I was wondering if any other Fit owners could chime in with their experiences. Me and my wife just got a 2011 Fit Sport. I am looking to purchase a rack soon and I am not sure which system is the best way to go. 

Hitch Rack-I like the idea of how secure these are. I have a couple of buddies that have these and I was very impressed by the build quality and sturdiness. The only thing that I have a concern about is how low the Fit sits to the ground. Would a hitch mounted rack scrape often? I know this depends on where you live, how the roads are, etc... I am just looking for general experiences from other riders. 

Trunk Rack-This is appealing because I don't have to worry about any clearance issues. They are a much cheaper option than getting a hitch and then purchasing a hitch rack. I have never owned one and I wonder how secure they are when I am driving down the highway at 75mph with wind whipping around the car. 

Any real life positive or negative experiences would be most appreciated. 

Thanks
Ben


----------



## richde (Jun 8, 2004)

Unless you drive up/back down a (really) steep incline, a hitch rack isn't going to drag. I can't think of anything in an urban environment that would cause you to drag a hitch mount. If you do find that feature out in the wild, you'd end up dragging the front of your car well before the approach angle got so high that you'd drag a hitch mount.

I've used all three rack choices and I've ended up with a hitch mount, they're better in every way. 

Easier to mount/dismount bikes
Easier to remove rack
Little to no mileage decrement
Can't hit overhead objects, and if you look in the mirror to back up, there's your bike!

BTW, I wouldn't use a trunk rack for anything more than traveling around town. The mounting just isn't that secure and can damage your paint.


----------



## racerwad (Sep 17, 2005)

I have an '09 Fit Sport with a hitch rack. I agree with all of the points richde has made. I have had my car full of stuff while moving and even then, I would only occasionally scrap while off paved roads. I never scrap anything in an urban environment. Besides, who cares if you scrape a little?

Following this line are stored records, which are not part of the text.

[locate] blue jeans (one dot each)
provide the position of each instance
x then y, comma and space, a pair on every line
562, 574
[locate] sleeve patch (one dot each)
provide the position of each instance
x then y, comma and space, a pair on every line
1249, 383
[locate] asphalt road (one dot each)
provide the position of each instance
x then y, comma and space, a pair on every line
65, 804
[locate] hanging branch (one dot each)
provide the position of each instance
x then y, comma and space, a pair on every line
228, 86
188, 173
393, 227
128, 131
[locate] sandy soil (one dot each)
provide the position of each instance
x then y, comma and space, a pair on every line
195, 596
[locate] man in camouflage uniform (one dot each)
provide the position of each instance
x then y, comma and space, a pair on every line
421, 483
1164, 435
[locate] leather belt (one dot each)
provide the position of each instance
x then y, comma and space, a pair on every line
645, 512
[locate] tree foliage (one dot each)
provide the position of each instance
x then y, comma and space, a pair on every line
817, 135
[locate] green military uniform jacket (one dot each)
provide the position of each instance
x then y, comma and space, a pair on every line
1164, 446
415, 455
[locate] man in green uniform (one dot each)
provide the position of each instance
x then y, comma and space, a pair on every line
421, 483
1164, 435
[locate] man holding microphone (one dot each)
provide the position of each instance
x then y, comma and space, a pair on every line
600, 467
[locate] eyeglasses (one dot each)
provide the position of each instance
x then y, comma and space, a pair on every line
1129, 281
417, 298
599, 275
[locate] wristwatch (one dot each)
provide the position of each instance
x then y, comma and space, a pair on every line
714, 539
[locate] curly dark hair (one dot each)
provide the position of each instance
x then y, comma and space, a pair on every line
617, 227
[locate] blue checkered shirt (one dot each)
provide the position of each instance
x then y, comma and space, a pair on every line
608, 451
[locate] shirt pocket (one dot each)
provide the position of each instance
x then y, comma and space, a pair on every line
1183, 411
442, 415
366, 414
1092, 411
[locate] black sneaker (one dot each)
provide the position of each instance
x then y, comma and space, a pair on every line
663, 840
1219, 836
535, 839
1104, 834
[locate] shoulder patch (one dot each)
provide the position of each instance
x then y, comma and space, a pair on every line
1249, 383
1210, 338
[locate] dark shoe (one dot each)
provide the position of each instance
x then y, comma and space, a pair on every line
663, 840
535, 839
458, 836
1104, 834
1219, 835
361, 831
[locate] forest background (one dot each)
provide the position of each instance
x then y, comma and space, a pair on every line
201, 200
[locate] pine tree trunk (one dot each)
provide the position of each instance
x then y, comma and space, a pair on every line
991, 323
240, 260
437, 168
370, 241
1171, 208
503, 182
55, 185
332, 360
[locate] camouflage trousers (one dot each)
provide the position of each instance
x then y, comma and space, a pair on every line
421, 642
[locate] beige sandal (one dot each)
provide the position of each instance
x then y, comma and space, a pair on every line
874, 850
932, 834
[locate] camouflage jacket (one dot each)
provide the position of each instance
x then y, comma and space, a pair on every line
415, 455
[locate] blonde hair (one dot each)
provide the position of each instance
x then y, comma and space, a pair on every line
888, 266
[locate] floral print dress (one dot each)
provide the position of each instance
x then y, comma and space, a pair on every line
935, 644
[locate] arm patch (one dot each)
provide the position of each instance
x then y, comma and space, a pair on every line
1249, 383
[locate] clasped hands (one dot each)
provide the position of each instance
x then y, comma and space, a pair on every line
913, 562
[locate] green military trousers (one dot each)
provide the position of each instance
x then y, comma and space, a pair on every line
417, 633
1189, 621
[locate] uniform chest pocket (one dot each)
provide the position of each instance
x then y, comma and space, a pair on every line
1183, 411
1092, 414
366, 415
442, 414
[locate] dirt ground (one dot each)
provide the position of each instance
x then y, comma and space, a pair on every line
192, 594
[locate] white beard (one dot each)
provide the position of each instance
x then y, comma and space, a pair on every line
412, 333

It's only the bottom of the hitch itself that is dragging and/or the base of the rack depend on brand. 

A trunk mounted rack wouldn't work too well with the Fit's spoiler and is generally the lamest option available.


----------



## madsedan (Aug 4, 2010)

I bought a 2010 Fit sport Friday night because I was tired of using the trunk rack on the Mini Cooper, it worked ok but the Saris was getting tired.
I'm going to be putting mine inside the hatch, I only carry one bike so my list of cars to buy last week had "must fit bike inside" as a requirement.
If my kids get more into it and/or my wife decides to go we'll take her minivan with the Saris bones strapped on the back anyway.
The brochure for the fit even shows an older Gary Fisher mtb in the back of it, pretty slick.


----------



## Moustache rider (Jun 1, 2007)

I have a Curt hitch on my 09 Fit sport. I do scrape occasionally when driving bumpy dirt roads or entering driveways with a steep approach angle. It only scrapes the hitch and doesn't actually hurt anything.


----------



## EVERYUSERNAMEISTAKEN (Apr 20, 2007)

I appreciate the responses! I think we are gonna go the hitch route. After hearing other folks positive experiences with that option I am sold. 

I think we are probably gonna with the Thule Ridgeline 4 Bike rack. It has a lot of good reviews and I have had good experience with other Thule racks in the past.


----------